How is the process of becoming old depicted in A.S. Byatt’s 'A Stone Woman'?

In ‘A Stone Woman’, Ines was gradually turning to stone after her mother’s death. The short story details two things in Ines: her flesh and her stone. In the life of Ines, there is a constant process of transformation and her sense of the world changes. Therefore, Ines has a lot to say about growing old. In this essay, then, I will examine how her grief, her slow conversion to stone, and her shift in attitudes to this condition describe the ageing process.

The unbearable suffering of Ines made her demented and in turn indicates her senility. The unbearable suffering Ines underwent reminds her constantly of the death and prevents her from recognizing the time correctly. When Ines lost her mother, she believed nearly all time was evening and ignored “the proper sequences of sun and shadow”. Again, Ines thought unceasingly of her mother after her surgery and she “stopped and looked out of the windows, for minutes that could have been hours, and hours that could have been minutes”. Her psychological perception of time that is different from reality causes us to think that her senescence is relative. And so Byatt remarks: “Ines, who had been the younger woman, became the old woman in an instant”, hinting at the fact that Ines ages psychically. Moreover, it is the suffering in this story that quickens and deepens this process. After her mother disappears, “the final things”, “white face on white pillow among white hair”, come up in her mind “over and over”. The repetition of “white” makes a deathly atmosphere; on the other hand, the poetic language including the use of meter and foot means a slower reading speed that helps to maintain this atmosphere. It plunges me to a further depth of empathizing with her suffering and of understanding why she gets old “in an instant”.

The process of Ines’ transformation shows the growth of her life in stone and the vanishing of her life in the flesh, which is getting older from a human point of view. In the earliest period of the transformation is described as “ a new shimmer of labradorite, six inches long and diamond-shaped, appeared quite imperceptibly below her behind where her eye and not rested.” I have had difficulty reading because this slow pace and infrequent syntax seem cacophonous, those words that begins lines have alliteration made it uncomfortable for me to read. However in the latest period, Byatt uses “chabazite, from the Greek for hailstone; obsidian, which, like analcime and garnet, has the perfect icositetrahedral shape” to describe what Ines wanted to be. These lines have a rhyming quality, and they use the end-stopped line or caesura, in such a way as to suggest the gradual success of the process by which she is changed to stone and grows old. But then Ines first becomes aware of her transfiguration in the bath, which is a beginning of her division. The bath, described as a baptism, signifies birth–at least of a new life, and at the same time the end of, or ageing of the previous life. It was also a Christian notion as in a similar tale from Thorsteinn with a stone man. Although he is at first a Christian who “believe in God and Jesus,” in the end he turns to stone, and the songs that both of them sing, “Trunt, trunt, og tröllin i fjöllunum,” imply that they undergo the same process.

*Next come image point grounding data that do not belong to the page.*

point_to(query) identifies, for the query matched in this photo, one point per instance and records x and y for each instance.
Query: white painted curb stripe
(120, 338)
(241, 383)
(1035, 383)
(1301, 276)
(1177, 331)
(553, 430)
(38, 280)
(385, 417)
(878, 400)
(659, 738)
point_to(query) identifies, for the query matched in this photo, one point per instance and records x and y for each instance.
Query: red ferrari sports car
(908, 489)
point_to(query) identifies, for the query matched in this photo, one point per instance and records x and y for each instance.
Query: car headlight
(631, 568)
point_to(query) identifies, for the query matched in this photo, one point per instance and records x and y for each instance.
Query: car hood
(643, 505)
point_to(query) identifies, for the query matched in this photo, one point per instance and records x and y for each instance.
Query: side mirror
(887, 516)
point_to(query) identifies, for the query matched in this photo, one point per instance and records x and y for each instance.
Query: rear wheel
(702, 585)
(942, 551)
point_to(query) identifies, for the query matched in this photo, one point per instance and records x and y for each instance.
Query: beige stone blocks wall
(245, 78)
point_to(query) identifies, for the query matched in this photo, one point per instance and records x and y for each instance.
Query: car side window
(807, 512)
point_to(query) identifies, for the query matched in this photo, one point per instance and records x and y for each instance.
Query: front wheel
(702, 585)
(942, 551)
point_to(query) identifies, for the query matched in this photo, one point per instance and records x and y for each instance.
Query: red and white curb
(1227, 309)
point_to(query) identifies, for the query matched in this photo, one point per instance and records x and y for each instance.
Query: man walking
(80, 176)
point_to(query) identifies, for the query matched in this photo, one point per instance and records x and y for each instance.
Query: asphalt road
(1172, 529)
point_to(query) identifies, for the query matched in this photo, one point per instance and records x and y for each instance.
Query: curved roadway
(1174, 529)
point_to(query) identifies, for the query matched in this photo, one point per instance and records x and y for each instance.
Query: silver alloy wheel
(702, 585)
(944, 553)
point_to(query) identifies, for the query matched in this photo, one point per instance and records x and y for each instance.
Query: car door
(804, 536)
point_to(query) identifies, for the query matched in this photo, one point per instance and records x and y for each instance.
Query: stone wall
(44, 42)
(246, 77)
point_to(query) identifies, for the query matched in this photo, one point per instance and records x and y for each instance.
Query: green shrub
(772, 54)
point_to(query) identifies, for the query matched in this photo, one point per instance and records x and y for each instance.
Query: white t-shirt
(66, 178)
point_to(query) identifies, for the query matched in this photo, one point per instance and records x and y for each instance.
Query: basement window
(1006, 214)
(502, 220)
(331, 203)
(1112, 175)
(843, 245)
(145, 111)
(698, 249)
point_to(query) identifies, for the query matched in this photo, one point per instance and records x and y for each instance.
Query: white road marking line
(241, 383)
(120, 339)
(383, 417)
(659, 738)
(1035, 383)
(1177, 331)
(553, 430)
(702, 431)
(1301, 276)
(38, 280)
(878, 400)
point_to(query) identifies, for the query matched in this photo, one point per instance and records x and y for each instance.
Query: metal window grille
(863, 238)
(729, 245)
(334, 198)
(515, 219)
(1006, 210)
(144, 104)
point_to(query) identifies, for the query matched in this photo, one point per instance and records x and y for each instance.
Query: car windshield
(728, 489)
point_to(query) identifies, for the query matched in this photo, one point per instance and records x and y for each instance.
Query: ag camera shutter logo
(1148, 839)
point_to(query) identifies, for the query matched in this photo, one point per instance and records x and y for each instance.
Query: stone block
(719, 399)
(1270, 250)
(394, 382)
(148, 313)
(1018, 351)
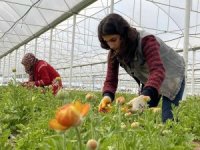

Also, Ines’ loss, the end of her logocentric life, is equated with her loss of the social self, equivalent to the senescence of a people of the intellect. At the outset, Ines is determined to “tidy love away”, to retain her essence and sociability; however, something within her mutinies painfully and forces a tranformation from “a polite old lady” into a “creature moaning”. The “creature” of Ines’ instinct, rather than her rational will, for the “creature” appears to be hostile to the restrictions of her intellect. Moreover, this transformation occurs at the unnatural; indeed, she discovers that “her metamorphosis obeyed no known laws of physics or chemistry.” These scenes gradually link stone and the instinct of Ines and the metastasis of the stone symbolizes the loss of Ines’ intellect. For example, the encrustation of petrified matter was at first “the blemish”, “profoundly unnatural” to Ines’ ideology, but in the process of sedimentation, her attitudes change. When minerals flourish, she begins to call the encrustations “strange and beautiful”, due to the transformation of Ines’ perceptions. The defamiliarization also reinforces a version of it by using the stone to infiltrate the conduct of Ines. “Ines laughed. The sound was pebbly.” The word “pebbly” links the solid “rock” to the auditory “sound” in order to make the transformation of Ines palpable to the reader. From these scenes the lives of Ines once again indicate that her acceptance of these changes results in the loss of her reason, before being aged away.

In conclusion, we have gone into and explained about Ines’s process of ageing by the agencies of her grief, her turning to stone, and her change of attitude. The sorrow disturbed her thinking and precipitated her ageing. In this respect, the transformation of her flesh and her outlook mark her loss of humanity, her loss of sociality which could perhaps be thought of as the degeneracy of the human race. In this narrative, the process of ageing is thus more subjective and phenomenological. Moreover, the dwindling of individuality could also well be taken as a sign of old age too. Thus, the theme ‘health’ might expand in scope and become more comprehensive to include not just what normally passes for corporality but also the social and the ideological.